Combinations of the foregoing are also be employed to implement various techniques described herein. Accordingly, software, hardware, or executable modules are implemented as one or more instructions and/or logic embodied on some form of computer-readable storage media and/or by one or more hardware elements 1010. The computing device 1002 is configured to implement particular instructions and/or functions corresponding to the software and/or hardware modules. Accordingly, implementation of a module that is executable by the computing device 1002 as software is achieved at least partially in hardware, e.g., through use of computer-readable storage media and/or hardware elements 1010 of the processing device 1004. The instructions and/or functions are executable/operable by one or more articles of manufacture (for example, one or more computing devices 1002 and/or processing devices 1004) to implement techniques, modules, and examples described herein.

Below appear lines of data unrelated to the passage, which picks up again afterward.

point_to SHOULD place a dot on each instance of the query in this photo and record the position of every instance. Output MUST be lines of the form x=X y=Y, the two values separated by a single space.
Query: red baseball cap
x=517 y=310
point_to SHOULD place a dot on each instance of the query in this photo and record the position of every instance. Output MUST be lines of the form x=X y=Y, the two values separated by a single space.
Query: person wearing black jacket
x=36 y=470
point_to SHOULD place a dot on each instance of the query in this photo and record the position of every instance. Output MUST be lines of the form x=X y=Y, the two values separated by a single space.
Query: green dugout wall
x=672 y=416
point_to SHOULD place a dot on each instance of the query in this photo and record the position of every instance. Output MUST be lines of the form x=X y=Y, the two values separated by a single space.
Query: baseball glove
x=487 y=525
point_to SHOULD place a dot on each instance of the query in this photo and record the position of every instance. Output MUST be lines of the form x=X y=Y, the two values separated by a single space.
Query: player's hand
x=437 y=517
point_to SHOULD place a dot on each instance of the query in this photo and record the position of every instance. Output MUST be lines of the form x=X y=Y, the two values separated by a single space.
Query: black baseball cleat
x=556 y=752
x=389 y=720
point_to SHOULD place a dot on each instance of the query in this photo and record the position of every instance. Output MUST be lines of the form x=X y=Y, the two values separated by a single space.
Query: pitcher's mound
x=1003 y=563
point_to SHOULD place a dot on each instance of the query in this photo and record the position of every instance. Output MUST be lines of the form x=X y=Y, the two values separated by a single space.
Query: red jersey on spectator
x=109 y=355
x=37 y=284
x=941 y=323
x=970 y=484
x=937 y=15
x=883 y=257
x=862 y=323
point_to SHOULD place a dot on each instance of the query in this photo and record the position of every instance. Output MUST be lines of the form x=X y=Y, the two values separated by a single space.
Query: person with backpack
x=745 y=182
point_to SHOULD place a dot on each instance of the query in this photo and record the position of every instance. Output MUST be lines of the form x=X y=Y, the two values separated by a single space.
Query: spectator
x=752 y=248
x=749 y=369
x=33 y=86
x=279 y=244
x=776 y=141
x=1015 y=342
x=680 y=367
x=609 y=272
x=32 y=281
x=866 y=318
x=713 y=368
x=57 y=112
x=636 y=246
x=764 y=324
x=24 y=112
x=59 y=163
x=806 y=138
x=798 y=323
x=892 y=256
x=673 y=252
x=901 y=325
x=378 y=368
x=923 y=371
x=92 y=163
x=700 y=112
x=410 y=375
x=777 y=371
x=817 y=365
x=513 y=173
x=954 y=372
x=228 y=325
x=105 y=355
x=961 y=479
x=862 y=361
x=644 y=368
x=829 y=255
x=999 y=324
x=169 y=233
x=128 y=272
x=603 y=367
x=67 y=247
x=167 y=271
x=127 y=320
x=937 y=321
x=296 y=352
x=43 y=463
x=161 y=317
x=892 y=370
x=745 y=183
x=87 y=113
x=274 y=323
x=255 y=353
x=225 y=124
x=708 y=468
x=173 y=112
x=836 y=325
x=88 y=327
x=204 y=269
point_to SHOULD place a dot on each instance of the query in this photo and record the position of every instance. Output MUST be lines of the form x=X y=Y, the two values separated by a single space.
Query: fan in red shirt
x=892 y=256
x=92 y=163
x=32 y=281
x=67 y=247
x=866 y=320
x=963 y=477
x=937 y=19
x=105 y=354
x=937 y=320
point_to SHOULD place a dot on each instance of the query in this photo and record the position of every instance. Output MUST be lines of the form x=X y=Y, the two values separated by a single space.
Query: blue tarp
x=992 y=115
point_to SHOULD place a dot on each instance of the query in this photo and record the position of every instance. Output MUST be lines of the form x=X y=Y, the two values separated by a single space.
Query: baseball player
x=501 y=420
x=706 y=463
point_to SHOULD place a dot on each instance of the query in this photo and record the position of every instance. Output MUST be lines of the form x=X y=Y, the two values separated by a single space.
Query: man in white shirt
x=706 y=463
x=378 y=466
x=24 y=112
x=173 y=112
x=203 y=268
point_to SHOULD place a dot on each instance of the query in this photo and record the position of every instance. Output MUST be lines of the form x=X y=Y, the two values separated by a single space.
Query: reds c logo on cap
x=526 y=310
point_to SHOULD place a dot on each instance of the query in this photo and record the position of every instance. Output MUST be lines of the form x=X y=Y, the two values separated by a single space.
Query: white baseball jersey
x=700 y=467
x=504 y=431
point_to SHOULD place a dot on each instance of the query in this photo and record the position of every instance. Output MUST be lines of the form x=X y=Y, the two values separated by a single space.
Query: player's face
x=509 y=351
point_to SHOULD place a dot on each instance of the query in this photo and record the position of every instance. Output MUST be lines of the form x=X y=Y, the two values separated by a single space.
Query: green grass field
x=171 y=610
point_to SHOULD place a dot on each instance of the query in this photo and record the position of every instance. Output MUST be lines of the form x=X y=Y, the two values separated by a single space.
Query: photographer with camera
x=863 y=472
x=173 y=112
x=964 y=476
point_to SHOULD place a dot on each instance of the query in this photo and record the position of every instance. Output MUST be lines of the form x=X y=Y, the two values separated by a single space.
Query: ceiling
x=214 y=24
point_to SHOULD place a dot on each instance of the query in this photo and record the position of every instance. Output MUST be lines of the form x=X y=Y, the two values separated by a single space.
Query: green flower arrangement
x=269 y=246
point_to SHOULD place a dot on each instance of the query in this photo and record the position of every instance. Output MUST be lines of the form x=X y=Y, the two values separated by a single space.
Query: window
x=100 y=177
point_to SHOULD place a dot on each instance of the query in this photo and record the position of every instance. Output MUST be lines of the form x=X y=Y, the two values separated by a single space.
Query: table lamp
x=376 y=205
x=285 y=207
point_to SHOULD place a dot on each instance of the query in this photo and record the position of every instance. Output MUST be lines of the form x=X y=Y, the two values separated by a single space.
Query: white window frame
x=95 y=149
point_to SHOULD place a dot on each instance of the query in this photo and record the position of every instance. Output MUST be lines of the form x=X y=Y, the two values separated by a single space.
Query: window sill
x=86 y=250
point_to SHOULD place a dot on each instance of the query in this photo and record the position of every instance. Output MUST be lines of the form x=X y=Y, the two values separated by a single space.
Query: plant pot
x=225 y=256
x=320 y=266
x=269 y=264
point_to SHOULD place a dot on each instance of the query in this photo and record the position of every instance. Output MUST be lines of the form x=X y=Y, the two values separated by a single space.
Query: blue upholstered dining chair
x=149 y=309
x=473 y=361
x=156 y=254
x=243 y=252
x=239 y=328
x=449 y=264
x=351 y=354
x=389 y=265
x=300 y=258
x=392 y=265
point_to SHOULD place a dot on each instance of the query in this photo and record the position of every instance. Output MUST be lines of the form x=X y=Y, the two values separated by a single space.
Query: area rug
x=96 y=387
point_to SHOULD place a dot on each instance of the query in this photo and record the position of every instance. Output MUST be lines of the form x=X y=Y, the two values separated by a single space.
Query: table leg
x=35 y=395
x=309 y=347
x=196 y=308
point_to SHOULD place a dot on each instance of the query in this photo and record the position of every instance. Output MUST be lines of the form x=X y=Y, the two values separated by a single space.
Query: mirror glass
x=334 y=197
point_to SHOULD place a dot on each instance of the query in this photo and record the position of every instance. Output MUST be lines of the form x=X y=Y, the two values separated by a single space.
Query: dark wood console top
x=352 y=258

The techniques described herein are supported by various configurations of the computing device 1002 and are not limited to the specific examples of the techniques described herein. This functionality is also implementable all or in part through use of a distributed system, such as over a “cloud” 1014 via a platform 1016 as described below.
The cloud 1014 includes and/or is representative of a platform 1016 for resources 1018. The platform 1016 abstracts underlying functionality of hardware (e.g., servers) and software resources of the cloud 1014. The resources 1018 include applications and/or data that can be utilized while computer processing is executed on servers that are remote from the computing device 1002. Resources 1018 can also include services provided over the Internet and/or through a subscriber network, such as a cellular or Wi-Fi network.
The platform 1016 abstracts resources and functions to connect the computing device 1002 with other computing devices. The platform 1016 also serves to abstract scaling of resources to provide a corresponding level of scale to encountered demand for the resources 1018 that are implemented via the platform 1016. Accordingly, in an interconnected device embodiment, implementation of functionality described herein is distributable throughout the system 1000. For example, the functionality is implementable in part on the computing device 1002 as well as via the platform 1016 that abstracts the functionality of the cloud 1014.
In implementations, the platform 1016 employs a “machine-learning model” that is configured to implement the techniques described herein. A machine-learning model refers to a computer representation that can be tuned (e.g., trained and retrained) based on inputs to approximate unknown functions. In particular, the term machine-learning model can include a model that utilizes algorithms to learn from, and make predictions on, known data by analyzing training data to learn and relearn to generate outputs that reflect patterns and attributes of the training data. Examples of machine-learning models include neural networks, convolutional neural networks (CNNs), long short-term memory (LSTM) neural networks, decision trees, and so forth.
Although the invention has been described in language specific to structural features and/or methodological acts, it is to be understood that the invention defined in the appended claims is not necessarily limited to the specific features or acts described. Rather, the specific features and acts are disclosed as example forms of implementing the claimed invention.